David took control. He found a private hospital, 20 minutes away that (after frantic attempts to prove they had medical insurance) sent an ambulance to collect the trio. Still feeling very unwell, David researched their symptoms on his phone.
‘I remember him saying in the ambulance, do you think it could be methanol poisoning? ‘They said “yes”, it could be, we’ve seen it before.’

Simone fell ill and died after drinking bootleg alcohol. Her mother, Sue, had to made a terrible 17-hour flight to be at her daughter’s side in Laos
At the hospital, tests confirmed the friends’ fears. Confirmation of just how they had been poisoned would be amplified when two other pairs of friends arrived at the same hospital, who had drunk shots at the same hostel, on the same night.
Bethany was asked to sign forms to allow medics to treat Simone in intensive care. She was put on haemodialysis, to clean her blood.
It was the following morning, when nurses said Simone hadn’t woken, that panic set in. Then doctors asked Bethany to call Simone’s mother, Sue White, in the UK and ask for permission to carry out emergency surgery, to relieve the swelling on her brain.
Poor Sue made a terrible 17-hour flight to be at her daughter’s side, arriving just in time to see her being prepped for theatre.
It didn’t go well.

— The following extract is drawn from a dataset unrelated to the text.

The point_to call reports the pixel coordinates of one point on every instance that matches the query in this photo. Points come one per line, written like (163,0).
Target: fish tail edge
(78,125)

On the Sunday evening, five days after those happy hour drinks, a CT scan revealed Simone’s brain power was crashingly low; the following morning it had dropped again. ‘Basically they said to us that we’d have to wait for her to die on the ventilator,’ says Bethany. ‘Which could take weeks or months.’
Switching the machine off wasn’t an option for medics, because of their Buddhist faith.
In the intervening days, Bethany made painful contact with Simone’s friends back home, one by one, gathering voice messages, goodbyes.
‘I didn’t want to hear those private messages, it felt like listening to something I shouldn’t be, so I left her with the phone by her ear,’ says Bethany, who is haunted by the memory of her friend laying prone, head shaven, after surgery.

The two friends in Thailand on their trip of a lifetime
Ultimately, after intervention from the British Embassy, permission was granted, but it was Sue who had to press the switch – an agonising process in itself, as the back-up ventilator kicked in and that too had to be switched off, before Sue was left to remove her daughter’s breathing tube.
It was a private moment, just Sue in the room, with Bethany waiting outside the door.
It took a ‘very long time’ she says, ‘watching the monitors getting slower and slower’.
Understandably, six months on they are all still haunted by the experience. She doesn’t know what her own recovery would have been like without treatment. She knows at least one other survivor has ongoing vision problems.
An investigation into what unfolded in Laos is understood to be ongoing. No charges have been brought. In an interview with a US TV channel last November, Nana Backpackers Hostel owner Duong van Huan denied the poisoned drinks came from his bar and said he had been in business for almost 11 years, and it was the first time something like this had happened.
‘I really take care of all the customers [who] stay with our hotel and our hostel,’ he said.
Since Simone’s death, more than 250 others have died from methanol poisoning around the globe, according to figures compiled by Doctors Without Borders.
Bethany wants to ensure no other traveller loses a life to a cheap shot. ‘Steer clear, drink beer,’ is the campaign’s slogan. Or buy a bottle from Duty Free on the way out.
Bethany adds: ‘Simone was a lawyer and would have been working for justice. Without justice, the next best thing for me was to get education in place so other people don’t have to go through this.
‘And if someone does drink something that’s a gamble, at least they’ll know what they’re risking.’